A series of winter storms have led airlines to cancel more than 33,000 flights during the first three weeks of this year. That’s more cancellations than in January 2013 and January 2012 combined, according to masFlight, a data and software company specializing in airline operations.
“It’s been miserable,” said John DiScala, who runs the travel advice site JohnnyJet.com and flies around 150,000 miles each year. “There’s so few vacant seats, so when they cancel one flight, trying to get onto another flight is next to impossible.”
Many stranded passengers have had to wait days — and in a few extreme case up to a week — to get a seat on a flight out.
“I think travel agents are starting to look good to many people,” DiScala added. “At times like this, who wants to be on the phone, literally for hours, trying to get rebooked.”
One expert suggests passengers may want to take an extra precaution.

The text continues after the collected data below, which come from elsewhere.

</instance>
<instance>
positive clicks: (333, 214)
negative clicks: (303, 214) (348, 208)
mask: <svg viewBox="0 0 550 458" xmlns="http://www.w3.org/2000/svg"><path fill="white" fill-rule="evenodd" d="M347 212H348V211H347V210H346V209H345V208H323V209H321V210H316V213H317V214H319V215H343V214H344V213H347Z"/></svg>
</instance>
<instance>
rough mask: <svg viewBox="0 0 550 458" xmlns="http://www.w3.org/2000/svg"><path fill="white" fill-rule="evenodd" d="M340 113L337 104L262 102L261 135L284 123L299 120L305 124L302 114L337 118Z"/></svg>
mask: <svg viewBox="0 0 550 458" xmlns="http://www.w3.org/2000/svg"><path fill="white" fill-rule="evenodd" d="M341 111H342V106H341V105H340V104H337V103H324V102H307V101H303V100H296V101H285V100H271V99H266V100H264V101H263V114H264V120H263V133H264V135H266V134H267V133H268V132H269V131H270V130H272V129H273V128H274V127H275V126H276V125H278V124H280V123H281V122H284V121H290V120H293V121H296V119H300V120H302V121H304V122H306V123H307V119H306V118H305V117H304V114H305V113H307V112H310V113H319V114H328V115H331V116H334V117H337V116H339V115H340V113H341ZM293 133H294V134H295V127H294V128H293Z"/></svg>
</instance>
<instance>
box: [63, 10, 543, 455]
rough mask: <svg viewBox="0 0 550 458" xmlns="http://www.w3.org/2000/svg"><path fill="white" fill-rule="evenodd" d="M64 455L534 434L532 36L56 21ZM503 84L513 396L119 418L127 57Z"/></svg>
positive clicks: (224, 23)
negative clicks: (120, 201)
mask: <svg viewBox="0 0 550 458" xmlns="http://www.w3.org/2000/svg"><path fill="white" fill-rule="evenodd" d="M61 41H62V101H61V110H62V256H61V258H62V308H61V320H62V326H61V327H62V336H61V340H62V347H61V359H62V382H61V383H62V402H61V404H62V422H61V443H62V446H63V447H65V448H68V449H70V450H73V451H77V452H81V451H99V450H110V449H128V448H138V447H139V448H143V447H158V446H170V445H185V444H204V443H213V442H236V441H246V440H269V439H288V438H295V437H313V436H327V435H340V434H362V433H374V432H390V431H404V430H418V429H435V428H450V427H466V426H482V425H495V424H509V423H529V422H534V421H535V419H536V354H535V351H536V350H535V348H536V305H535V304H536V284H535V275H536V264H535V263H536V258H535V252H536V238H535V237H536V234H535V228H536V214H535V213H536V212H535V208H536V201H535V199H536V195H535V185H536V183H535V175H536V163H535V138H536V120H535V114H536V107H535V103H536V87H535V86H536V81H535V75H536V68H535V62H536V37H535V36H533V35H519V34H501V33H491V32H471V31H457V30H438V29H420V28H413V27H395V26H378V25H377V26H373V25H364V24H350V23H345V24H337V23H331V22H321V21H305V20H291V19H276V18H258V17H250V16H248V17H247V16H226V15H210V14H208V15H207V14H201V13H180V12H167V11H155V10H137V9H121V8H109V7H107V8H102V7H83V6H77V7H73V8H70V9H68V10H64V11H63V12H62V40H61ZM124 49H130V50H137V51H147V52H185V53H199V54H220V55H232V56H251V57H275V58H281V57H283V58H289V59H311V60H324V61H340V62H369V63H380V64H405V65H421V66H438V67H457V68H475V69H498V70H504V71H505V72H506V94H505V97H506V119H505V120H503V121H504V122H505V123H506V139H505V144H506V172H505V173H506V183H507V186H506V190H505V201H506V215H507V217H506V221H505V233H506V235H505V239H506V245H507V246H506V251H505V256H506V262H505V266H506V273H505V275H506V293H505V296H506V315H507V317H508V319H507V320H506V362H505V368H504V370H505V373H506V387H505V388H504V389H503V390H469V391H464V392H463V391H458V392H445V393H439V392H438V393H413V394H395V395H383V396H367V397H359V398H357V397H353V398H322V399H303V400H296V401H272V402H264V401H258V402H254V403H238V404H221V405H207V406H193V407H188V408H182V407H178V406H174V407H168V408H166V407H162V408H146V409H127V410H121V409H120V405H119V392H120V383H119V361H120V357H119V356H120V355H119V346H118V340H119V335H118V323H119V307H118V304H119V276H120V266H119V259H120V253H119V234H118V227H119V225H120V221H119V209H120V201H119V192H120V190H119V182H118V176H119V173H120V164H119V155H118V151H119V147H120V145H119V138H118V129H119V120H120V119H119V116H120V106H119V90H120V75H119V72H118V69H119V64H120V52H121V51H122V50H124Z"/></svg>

“If there’s one good time to buy travel insurance it’s during winter,” said George Hobica, founder of travel deal site AirfareWatchdog.com.
“This winter has been a one-two-three punch so far and there are eight weeks to go,” Hobica said. “It seems like airlines are canceling flights more than ever and sooner than ever at the approach of a storm.”
The hardest hit cities so far this winter: New York, Washington, D.C., Boston, Chicago and Philadelphia.
There are roughly 30,000 daily flights in the United States. On a typical day with no weather disruptions about 200 of those flights are canceled, mostly for mechanical reasons.
The canceled trips still represent a small share of the total number of flights — about 5 percent — and aren’t expected to have a major impact on most airlines’ profits. While airlines lose out on revenue from canceled flights, they also don’t have to pay for jet fuel and some salaries.